Public debts are taken to fulfil the following requirements.




  1. Inflationary Situation: As a result of inflation prices of goods and services go up. In order to bring them down again, Government issues public loans to the people to reduce their purchasing power. Consequently the money will come back to Government and with a reduction in money supply prices of goods and services will go down once again.


  2. Financing Public Works: Particularly during the phase of depression the Government would have to increase its expenditure on investment and thus create employment for the people, loans will be needed to start the ball rolling.


  3. Economic Development: This is mainly the case with third countries. Their Government is trying in vain to achieve a desirable level of everything in the country and thus huge expenditure have to be incurred for this purpose. Loans are greatly needed.


  4. Defence Purposes: Whether a country is at war or not, the Government still has to maintain a fairly high level of expenditure on their defence. Although these are unproductive measures but they still have got to be considered to a great extent.
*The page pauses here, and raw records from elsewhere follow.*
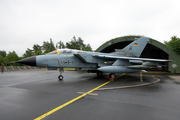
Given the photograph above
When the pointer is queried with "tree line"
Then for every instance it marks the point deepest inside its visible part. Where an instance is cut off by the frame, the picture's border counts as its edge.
(75, 43)
(46, 47)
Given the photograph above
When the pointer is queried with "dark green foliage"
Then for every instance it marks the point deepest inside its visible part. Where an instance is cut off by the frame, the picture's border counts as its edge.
(174, 44)
(11, 58)
(60, 45)
(3, 53)
(28, 53)
(78, 44)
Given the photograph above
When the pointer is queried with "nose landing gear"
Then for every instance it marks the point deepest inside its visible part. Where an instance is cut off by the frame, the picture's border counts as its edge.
(60, 77)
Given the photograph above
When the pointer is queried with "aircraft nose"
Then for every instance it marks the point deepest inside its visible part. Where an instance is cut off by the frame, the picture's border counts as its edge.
(28, 61)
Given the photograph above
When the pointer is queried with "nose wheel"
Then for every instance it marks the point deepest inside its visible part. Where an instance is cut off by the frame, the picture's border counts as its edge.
(60, 77)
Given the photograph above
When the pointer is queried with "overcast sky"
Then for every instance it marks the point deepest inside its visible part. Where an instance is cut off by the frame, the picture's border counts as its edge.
(24, 23)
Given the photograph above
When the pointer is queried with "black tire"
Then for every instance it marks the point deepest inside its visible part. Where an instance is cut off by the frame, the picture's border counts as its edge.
(112, 75)
(99, 74)
(60, 77)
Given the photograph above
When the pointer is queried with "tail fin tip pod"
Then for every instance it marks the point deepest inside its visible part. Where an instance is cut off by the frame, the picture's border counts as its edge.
(135, 48)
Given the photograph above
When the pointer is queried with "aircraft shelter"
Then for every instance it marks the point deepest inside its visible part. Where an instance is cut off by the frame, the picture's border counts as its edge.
(153, 49)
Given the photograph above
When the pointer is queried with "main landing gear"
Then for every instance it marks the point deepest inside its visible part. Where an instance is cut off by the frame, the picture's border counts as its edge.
(60, 77)
(112, 76)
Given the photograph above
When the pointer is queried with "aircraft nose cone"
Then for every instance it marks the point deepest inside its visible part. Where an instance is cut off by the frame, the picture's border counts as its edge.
(28, 61)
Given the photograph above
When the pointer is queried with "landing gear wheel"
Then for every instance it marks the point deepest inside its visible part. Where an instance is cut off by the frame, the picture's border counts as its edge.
(60, 77)
(99, 74)
(112, 76)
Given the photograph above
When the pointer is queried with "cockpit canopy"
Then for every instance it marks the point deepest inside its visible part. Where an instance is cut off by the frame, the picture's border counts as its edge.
(65, 51)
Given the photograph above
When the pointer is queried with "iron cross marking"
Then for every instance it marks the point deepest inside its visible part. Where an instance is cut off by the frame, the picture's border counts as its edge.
(68, 62)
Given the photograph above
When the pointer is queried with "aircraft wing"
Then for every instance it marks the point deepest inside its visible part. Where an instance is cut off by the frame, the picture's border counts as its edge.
(132, 58)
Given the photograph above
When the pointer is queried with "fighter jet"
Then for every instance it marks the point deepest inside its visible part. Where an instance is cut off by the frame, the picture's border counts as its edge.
(124, 60)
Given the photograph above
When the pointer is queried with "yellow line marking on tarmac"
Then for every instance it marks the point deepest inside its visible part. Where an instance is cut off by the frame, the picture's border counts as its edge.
(71, 101)
(87, 93)
(131, 85)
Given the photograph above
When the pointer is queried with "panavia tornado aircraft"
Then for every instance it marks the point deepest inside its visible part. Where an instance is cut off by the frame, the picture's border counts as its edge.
(124, 60)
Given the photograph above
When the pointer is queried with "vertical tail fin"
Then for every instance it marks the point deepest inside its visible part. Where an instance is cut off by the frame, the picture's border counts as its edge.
(136, 47)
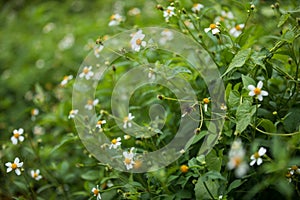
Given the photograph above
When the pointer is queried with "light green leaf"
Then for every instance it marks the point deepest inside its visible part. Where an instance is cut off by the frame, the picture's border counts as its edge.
(283, 19)
(239, 60)
(244, 115)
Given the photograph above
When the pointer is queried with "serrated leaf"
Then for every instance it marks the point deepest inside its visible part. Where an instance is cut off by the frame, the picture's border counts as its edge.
(283, 19)
(239, 60)
(247, 81)
(244, 115)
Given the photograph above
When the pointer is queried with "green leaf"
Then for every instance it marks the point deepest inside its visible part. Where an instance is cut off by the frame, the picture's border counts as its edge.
(201, 192)
(213, 162)
(283, 19)
(247, 81)
(235, 184)
(244, 115)
(239, 60)
(90, 175)
(234, 99)
(267, 125)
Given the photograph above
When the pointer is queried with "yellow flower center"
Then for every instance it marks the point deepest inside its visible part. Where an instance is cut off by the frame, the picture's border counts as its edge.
(114, 141)
(237, 161)
(257, 91)
(16, 135)
(138, 41)
(14, 166)
(238, 27)
(256, 155)
(212, 26)
(137, 164)
(96, 192)
(90, 102)
(113, 17)
(294, 167)
(206, 100)
(184, 168)
(127, 161)
(86, 70)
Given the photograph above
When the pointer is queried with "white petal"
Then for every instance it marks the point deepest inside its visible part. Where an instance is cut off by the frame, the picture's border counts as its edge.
(17, 160)
(251, 87)
(21, 138)
(207, 29)
(260, 84)
(264, 93)
(215, 31)
(259, 161)
(260, 98)
(262, 151)
(252, 162)
(18, 172)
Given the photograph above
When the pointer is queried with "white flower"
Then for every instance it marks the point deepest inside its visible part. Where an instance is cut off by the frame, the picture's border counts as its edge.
(257, 91)
(14, 166)
(236, 159)
(206, 102)
(100, 123)
(213, 28)
(137, 40)
(167, 35)
(237, 30)
(91, 103)
(134, 12)
(72, 113)
(227, 15)
(128, 161)
(127, 120)
(96, 192)
(115, 20)
(115, 143)
(169, 12)
(65, 80)
(256, 157)
(97, 50)
(86, 72)
(197, 7)
(36, 174)
(17, 136)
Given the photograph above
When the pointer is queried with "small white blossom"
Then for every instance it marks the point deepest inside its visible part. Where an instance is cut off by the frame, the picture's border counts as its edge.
(14, 166)
(100, 123)
(237, 30)
(72, 113)
(91, 103)
(127, 120)
(128, 161)
(17, 136)
(65, 80)
(137, 40)
(169, 12)
(236, 159)
(115, 20)
(257, 91)
(97, 50)
(36, 174)
(256, 157)
(197, 7)
(96, 192)
(167, 35)
(86, 72)
(213, 28)
(115, 143)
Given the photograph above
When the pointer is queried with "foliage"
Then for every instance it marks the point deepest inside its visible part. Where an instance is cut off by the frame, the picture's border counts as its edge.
(44, 42)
These debts once matured are paid by these methods some of which are desirable than the others.




  1. Utilization of Surplus Revenue: Generally speaking this method is not really in use now for the following reasons. (i) Government tries to avoid surplus budget as it reflects a bad image on the government of a country. (ii) A surplus budget is rarely substantial to pay off debts.


  2. Purchasing Government Bonds: The Government itself may resort to purchasing its own stock in the market which is done through a surplus budget or obtaining loans at the low rates.


  3. Terminable Annuities: This is mainly for repayment of permanent debt. It is done by agreeing to pay the creditors a certain fixed amount annually. These installments/payments are called annuities.


  4. Conversion: This method is rather more to be the side of reducing the burden debt by converting a high interest rate loan to a low interest loan. It actually is not a method of repayment. Assuming that a Government obtains a high interest rate loan and with the passage of time finds that the money market is easy to obtain credit, the Government will then convert the high interest rate debt into a low interest rate debt by collaborating with the creditor to accept the reduction in rate of interest. Supposing that the creditors do not agree, the Government then provides a new loan at the low interest rate and pays the debt of high interest rate.


  5. Sinking Fund: Generally this is the main and latest method of repayment of debt secured by Governments throughout the world. A fund will be set aside for which a certain amount of money out of the government is issued each year. After a certain period the sum total is calculated and is used to pay the interest and loan.